In the early 1980s it ran a young Austrian through the rooms of Rockefeller University, he stopped in front of Steinman's office and knocked on the door. Up until then he had heard one thing above all about Steinman: that he was a madman. Colleagues whispered about the professor behind closed doors, at immunologist meetings they rolled their eyes as soon as he spoke. "Ralph was downright laughed at. Today one would probably speak of character assassination," says Gerold Schuler, the young Austrian from then, now 70. Schuler, internationally known cancer researcher and former director of the dermatological university clinic in Erlangen, says: "I still wanted to see Ralph . "

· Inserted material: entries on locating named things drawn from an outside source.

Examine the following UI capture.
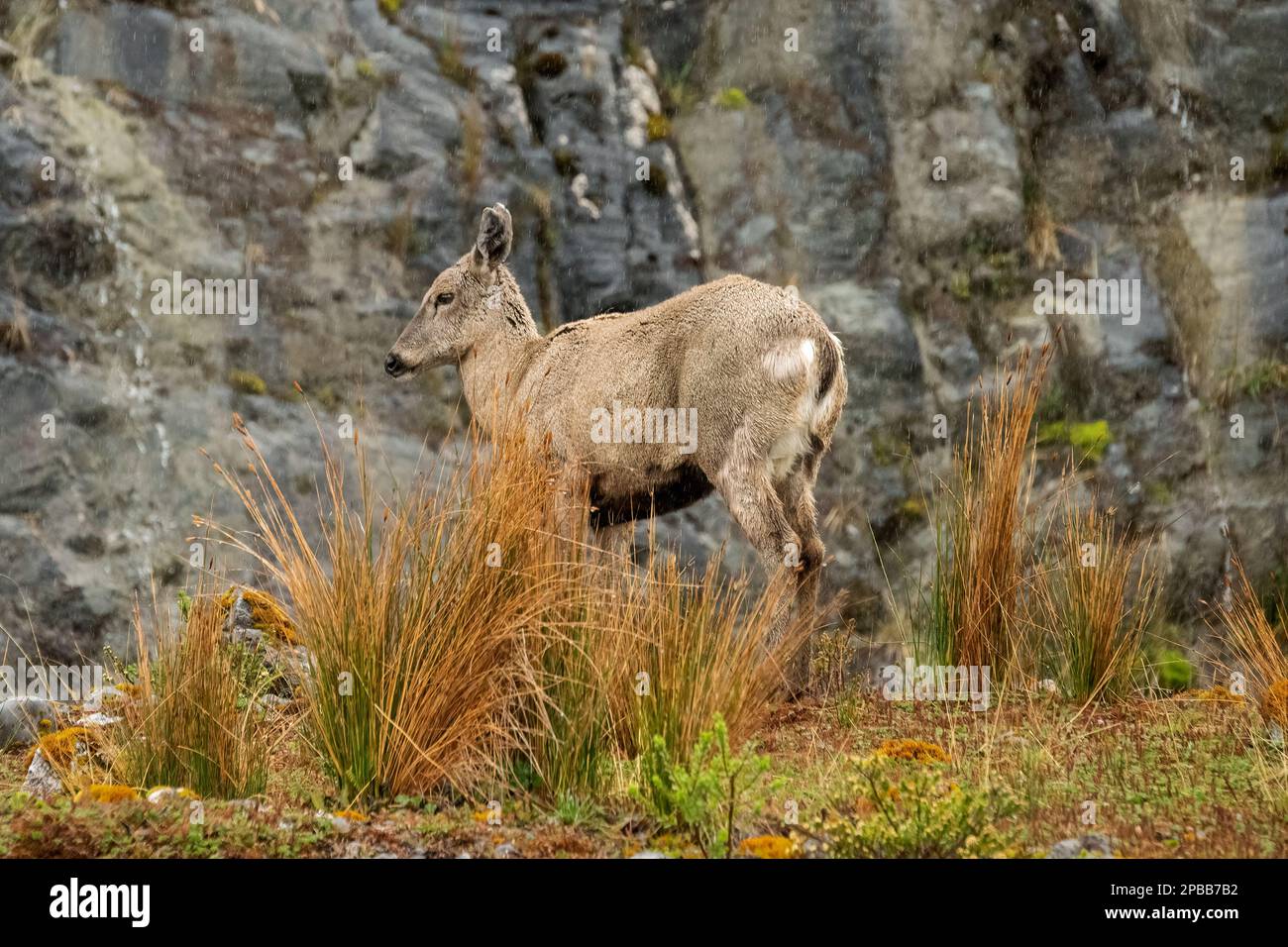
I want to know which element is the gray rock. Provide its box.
[0,697,58,750]
[22,749,63,798]
[1047,834,1115,858]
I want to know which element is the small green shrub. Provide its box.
[716,86,751,112]
[631,714,769,858]
[803,758,1018,858]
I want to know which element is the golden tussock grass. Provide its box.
[919,346,1051,678]
[116,582,276,798]
[1208,557,1288,717]
[1030,497,1158,701]
[198,409,805,805]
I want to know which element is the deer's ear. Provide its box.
[473,204,514,271]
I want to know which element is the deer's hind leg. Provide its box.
[778,451,825,626]
[713,462,800,647]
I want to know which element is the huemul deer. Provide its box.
[385,204,846,654]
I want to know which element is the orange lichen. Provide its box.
[1261,678,1288,728]
[219,586,300,644]
[873,740,948,763]
[1177,684,1244,703]
[27,727,90,768]
[738,835,796,858]
[73,783,139,802]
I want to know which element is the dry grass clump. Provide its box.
[117,585,269,798]
[199,409,804,804]
[1031,489,1158,701]
[202,419,559,802]
[1210,557,1288,710]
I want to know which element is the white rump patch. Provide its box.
[760,339,815,381]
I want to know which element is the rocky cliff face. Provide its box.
[0,0,1288,675]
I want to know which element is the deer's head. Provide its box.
[385,204,515,377]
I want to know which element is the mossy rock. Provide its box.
[1038,420,1115,464]
[716,86,751,112]
[228,368,268,394]
[648,112,671,142]
[1154,648,1194,690]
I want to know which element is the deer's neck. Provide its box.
[460,323,541,429]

He moved from Innsbruck to New York and started working in Steinman's laboratory. They spent days and nights hunched over microscopes, doing experiments and discussing. "We were a small group of crazy people who were fascinated by Ralph," says Schuler. Steinman was humble and at the same time incredibly helpful. Once a week he went dancing with his wife Claudia. "Claudia always says I had a very special relationship with Ralph," says Schuler. "Well, he was Capricorn, I'm Capricorn. We just had to look at each other and we knew what the other was thinking."
For years he had made the pilgrimage with Steinman from congress to congress, together they tried to make it clear to the professional world what an all-important role the dendritic cell plays in the immune system.
The breakthrough came when Schuler tried to discover what had remained hidden for so long. He, as humble as Steinman, proved that dendritic cells exist in two states, immature and mature.
The difference between the two states: If, for example, an influenza virus has penetrated the lungs, immature dendritic cells ingest infected and dead parts of the lung cells. Danger signals triggered by the ignition bring them to the tire. The mature dendritic cells then attack the T cells, which attack the viruses.
The dendritic cells don't just send the T cells into battle. They also teach them to spare healthy body cells.
The process is of course much more complex in all its details, but perhaps in this case one should stick to Ralph Steinman, who, as Gerold Schuler explains, placed great emphasis on explaining difficult facts as simply as possible so that everyone could understand them understands. Steinman said: "The dendritic cells are the generals that control the entire immune response. They give the soldiers orders as to who is to be attacked and how." This is why they are so important: They are the cells that teach the body to distinguish between good and bad.
"When we were finally able to prove that, it was a sensation," says Schuler. Text books had to be rewritten, curricula changed. Ralph Steinman, laughed at for so long, had forever changed the understanding of the immune system.
In the spring of 2007, Schuler, who had been clinic director in Erlangen for twelve years, received an email from his friend Ralph Steinman. "Bad news", it was written there. Steinman wrote that doctors had diagnosed him with pancreatic cancer. Most people die from it within a year.
Schuler and his colleagues went out of their way to help Steinman. Together they wanted to defeat the tumor. They developed therapies, and indeed Steinman survived the first year, the second, the third, the fourth.